SWISS RETAIL FEDERATION est résolument opposée à ce que la TVA devienne un moyen tout usage pour financer les dépenses supplémentaires de la Confédération. Elle décide donc de recommander le « NON » au financement additionnel de l’AVS par une hausse de la TVA et rejette le projet « AVS 2030 » soumis à consultation. Plutôt que de financer le 1er pilier encore et toujours par de nouvelles taxes qui obèrent à la fois l’économie et la consommation, le commerce de détail réclame une refonte en profondeur du projet et la mise en perspective de véritables réformes structurelles.

Dans la consultation sur la réforme AVS 2030, SWISS RETAIL FEDERATION prend fermement position contre le train de mesures proposé par le Conseil fédéral, qui met principalement l’accent sur les recettes. « Les hausses prévues de la TVA et des cotisations salariales pèsent directement sur les ménages et les entreprises, affaiblissent le pouvoir d’achat et ruinent la création de la valeur ajoutée en Suisse », déclare Patrick Erny, directeur de SWISS RETAIL FEDERATION.

En même temps, SWISS RETAIL FEDERATION recommande le « NON » à l’arrêté fédéral sur le financement complémentaire de l’AVS au moyen d’une augmentation de la TVA, arrêté qui sera soumis au vote du peuple et des cantons le 29 novembre. L’organisation faîtière du commerce de détail suisse continue de dénoncer le fait que la TVA devienne de plus en plus une solution open bar pour la politique financière.

Double charge pour le commerce de détail et perte sensible du pouvoir d’achat

Pour combler le déficit de plusieurs milliards qui menace le 1er pilier, le paquet « AVS 2030 » présenté par le Conseil fédéral prévoit concrètement une hausse de la TVA allant jusqu’à 0,9 point ainsi qu’une majoration de 0,2 point des cotisations salariales. De plus, l’obligation de cotiser devrait s’étendre aux indemnités journalières d’accident et de maladie.

Pour le commerce de détail suisse, cette orientation annonce une double charge. D’une part, elle entraîne des coûts de mise en œuvre et administratifs considérables qui seraient très difficiles à supporter, notamment pour les PME du secteur. D’autre part, dans le climat de guerre des prix qui règne aujourd’hui, de tels surcoûts ne peuvent pas être entièrement répercutés sur la clientèle et réduisent donc à la fois des marges déjà faibles et la capacité d’investissement des entreprises.

Parallèlement, la demande en souffrira. Selon les calculs de la Confédération le projet sous sa forme actuelle entraîne une hausse sensible des prix à la consommation et provoque un net recul de la consommation.
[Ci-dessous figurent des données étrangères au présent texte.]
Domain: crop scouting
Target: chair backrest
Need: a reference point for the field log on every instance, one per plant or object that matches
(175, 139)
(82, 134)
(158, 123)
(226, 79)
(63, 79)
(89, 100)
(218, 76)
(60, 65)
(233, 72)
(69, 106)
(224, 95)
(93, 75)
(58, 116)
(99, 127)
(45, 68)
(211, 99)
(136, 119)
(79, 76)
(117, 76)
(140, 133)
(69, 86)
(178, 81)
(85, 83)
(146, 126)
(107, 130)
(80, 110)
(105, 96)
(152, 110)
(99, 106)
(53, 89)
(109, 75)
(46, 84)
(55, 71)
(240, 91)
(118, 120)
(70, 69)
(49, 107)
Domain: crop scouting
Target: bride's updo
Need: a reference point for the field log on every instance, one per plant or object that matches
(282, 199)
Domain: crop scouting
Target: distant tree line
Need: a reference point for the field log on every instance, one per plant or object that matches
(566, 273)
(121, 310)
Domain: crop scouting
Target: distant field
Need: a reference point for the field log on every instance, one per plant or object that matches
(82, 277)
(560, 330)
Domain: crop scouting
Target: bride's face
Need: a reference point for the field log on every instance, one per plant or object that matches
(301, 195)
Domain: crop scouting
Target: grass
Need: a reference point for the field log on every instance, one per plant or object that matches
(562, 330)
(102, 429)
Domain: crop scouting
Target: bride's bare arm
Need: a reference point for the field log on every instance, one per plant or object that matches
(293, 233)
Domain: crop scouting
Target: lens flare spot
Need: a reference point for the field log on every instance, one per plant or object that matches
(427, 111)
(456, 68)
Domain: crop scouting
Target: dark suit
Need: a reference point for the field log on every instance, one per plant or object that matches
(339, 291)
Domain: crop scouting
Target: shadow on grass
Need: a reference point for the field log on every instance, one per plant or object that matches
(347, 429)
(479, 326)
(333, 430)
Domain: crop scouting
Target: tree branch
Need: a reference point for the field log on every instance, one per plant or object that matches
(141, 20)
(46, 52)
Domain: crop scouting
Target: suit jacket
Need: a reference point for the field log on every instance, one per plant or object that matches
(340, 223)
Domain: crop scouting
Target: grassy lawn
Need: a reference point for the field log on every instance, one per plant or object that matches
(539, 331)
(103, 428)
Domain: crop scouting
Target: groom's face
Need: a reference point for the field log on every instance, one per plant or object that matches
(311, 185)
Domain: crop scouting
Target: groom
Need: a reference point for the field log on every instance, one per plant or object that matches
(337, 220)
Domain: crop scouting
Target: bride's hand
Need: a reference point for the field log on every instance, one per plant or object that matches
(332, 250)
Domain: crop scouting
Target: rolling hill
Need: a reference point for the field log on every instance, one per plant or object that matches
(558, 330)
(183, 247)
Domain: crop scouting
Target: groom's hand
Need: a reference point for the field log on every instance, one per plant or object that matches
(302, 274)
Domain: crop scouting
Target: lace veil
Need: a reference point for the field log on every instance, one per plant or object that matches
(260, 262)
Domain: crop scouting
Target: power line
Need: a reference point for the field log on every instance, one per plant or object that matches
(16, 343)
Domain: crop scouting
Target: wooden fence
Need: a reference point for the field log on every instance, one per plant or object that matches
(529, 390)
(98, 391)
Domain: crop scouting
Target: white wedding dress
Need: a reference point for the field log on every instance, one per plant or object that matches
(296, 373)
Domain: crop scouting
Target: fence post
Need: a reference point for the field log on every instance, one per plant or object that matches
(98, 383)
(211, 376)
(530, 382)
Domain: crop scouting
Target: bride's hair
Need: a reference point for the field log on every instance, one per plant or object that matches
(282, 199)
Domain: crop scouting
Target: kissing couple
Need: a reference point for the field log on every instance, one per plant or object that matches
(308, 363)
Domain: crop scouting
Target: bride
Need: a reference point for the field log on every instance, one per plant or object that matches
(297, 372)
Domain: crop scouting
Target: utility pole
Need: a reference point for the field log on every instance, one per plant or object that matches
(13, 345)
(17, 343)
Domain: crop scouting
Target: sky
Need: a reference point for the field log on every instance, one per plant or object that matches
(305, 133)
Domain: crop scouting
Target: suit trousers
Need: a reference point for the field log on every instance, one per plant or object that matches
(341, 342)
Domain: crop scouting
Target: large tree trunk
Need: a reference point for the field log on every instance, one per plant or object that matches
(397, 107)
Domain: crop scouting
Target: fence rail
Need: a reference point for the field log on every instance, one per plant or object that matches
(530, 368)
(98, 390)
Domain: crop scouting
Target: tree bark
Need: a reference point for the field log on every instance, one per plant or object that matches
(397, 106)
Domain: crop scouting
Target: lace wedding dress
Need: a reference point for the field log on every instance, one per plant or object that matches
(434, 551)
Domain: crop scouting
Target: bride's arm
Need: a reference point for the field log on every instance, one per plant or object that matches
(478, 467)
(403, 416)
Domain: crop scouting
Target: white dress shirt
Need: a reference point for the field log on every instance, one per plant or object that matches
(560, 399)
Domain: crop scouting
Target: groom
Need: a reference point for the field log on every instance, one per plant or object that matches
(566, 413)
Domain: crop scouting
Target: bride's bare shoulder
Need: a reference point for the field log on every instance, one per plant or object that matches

Du fait de leur nature régressive, ces effets affecteront tout particulièrement les ménages à faibles revenus.

L’AVS a besoin au plus vite d’une réforme structurelle !

SWISS RETAIL FEDERATION soutient l’objectif fondamental du Conseil fédéral qui est de stabiliser durablement la situation financière de l’AVS. « Mais, le fait que le Conseil fédéral renonce complètement à proposer des réformes structurelles dans le cadre de la présente consultation sur l’AVS 2030 traduit une négligence grave », constate Patrick Erny.

SWISS RETAIL FEDERATION réclame dès lors le renvoi du projet au Conseil fédéral pour un réexamen en profondeur. Une stabilisation durable de l’AVS ne peut être obtenue exclusivement par des mesures touchant les recettes. Elle doit passer par un examen attentif des réformes structurelles envisageables, par exemple sous la forme d’un ajustement de l’âge de référence, accompagné de mesures d’accompagnement, comme le passage à un modèle basé sur les « années de cotisation ».